Er stellte sich selbst der Polizei. Plagte ihn etwa sein schlechtes Gewissen? Seine Aussage brachte Licht ins Dunkel. Es war keine herzlose Tat in Wut und vermutlich war er alles andere als ein Schmarotzer, der auf Muttis Tasche lag. Er hatte seine Mutter daheim gepflegt. Ihr Zustand muss sich so sehr verschlechtert haben, dass sie in eine Klinik bzw. in ein Pflegeheim gekommen wäre. Die Mutter wollte dies aber nicht und nahm ihrem Sohn das grausame Versprechen ab, dass er sie vorher umbringen soll. Als liebender Sohn ist er diesem Wunsch nachgekommen. Er wollte ihr den Aufenthalt im Pflegeheim ersparen.
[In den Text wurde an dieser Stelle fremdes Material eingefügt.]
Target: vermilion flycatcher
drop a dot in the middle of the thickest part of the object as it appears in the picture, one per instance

Schon wirkt es alles ganz anders

Wie schwer muss es ihm gefallen sein, seiner Mutter diesen letzten Wunsch zu erfüllen? Er hatte sie gepflegt, vielleicht deswegen keinen Job gehabt und muss sich dann so von ihr verabschieden und lebenslang mit der Schuld leben sie umgebracht zu haben. Egal ob er nur ihrem Wunsch nach Sterbehilfe nachgekommen ist, es wird ihn immer belasten. Nachzuvollziehen ist diese Tat und auch nicht nachzuvollziehen. Aus der Pflege meiner Oma weiß ich selbst sehr genau, wie es ist sich den Tod für den geliebten Menschen zu wünschen, weil er gnädiger erscheint und man nicht möchte, dass derjenige durch diesen schweren Pfad hindurch muss. Täglich sieht man das Leid der geliebten Verwandten und weiß darum, dass es noch schlimmer wird. Hat derjenige auch noch Schmerzen und quält sich, wird es auch für die pflegenden Angehörigen zur seelischen Folter, denn machtlos steht man daneben und kann nur zusehen. Ich kann verstehen, was ihn trieb ihrem Wunsch nachzukommen, vor allem wenn sie es sich wirklich gewünscht hat und ihm das Versprechen abgerungen hat. Egal wie alt man wird, es bleibt immer die Mutter. Eine Autoritätsperson, man hört auf Mama. Egal ob es richtig oder falsch ist. Normalerweise. Als Mutter sollte man solch eine Last dem Kind nie auferlegen, doch wie sehr muss sie schon gelitten haben, wie groß muss ihre Angst gewesen sein, dass sie wider der Natur, entgegen aller Schutzgedanken für ihr Kind, ihm doch solch Last auferlegte.

Sterbehilfe ist strafbar

Auch wenn es eigentlich ein Akt der Gnade ist oder zumindest als ein solcher von den Beteiligten gedacht ist, ist es in Deutschland strafbar, denn es gibt bisher kein festes Gesetz zum Thema Sterbehilfe. Es wird in Deutschland als Tötung auf Verlangen geahndet und ist laut dem Strafgesetzbuch §216 verboten. Dem Mann aus Bad Bevensen drohen nun 6 Monate bis 5 Jahre Haft für die Tötung seiner Mutter. Weiter hat er auch für die Brandstiftung mit einer Strafe zu rechnen.

Was hättet Ihr getan?

Und nun die Frage aller Fragen: Könntet Ihr es?

Was würdet Ihr tun, wenn einer Eurer engsten Verwandten Euch um so was bittet? Wenn es ansonsten keine Besserungsmöglichkeit mehr gibt und nur noch Qual und Leid denjenigen erwartet? Könntet Ihr es? Würdet Ihr es? Wie sehr Ihr das Thema Sterbehilfe allgemein?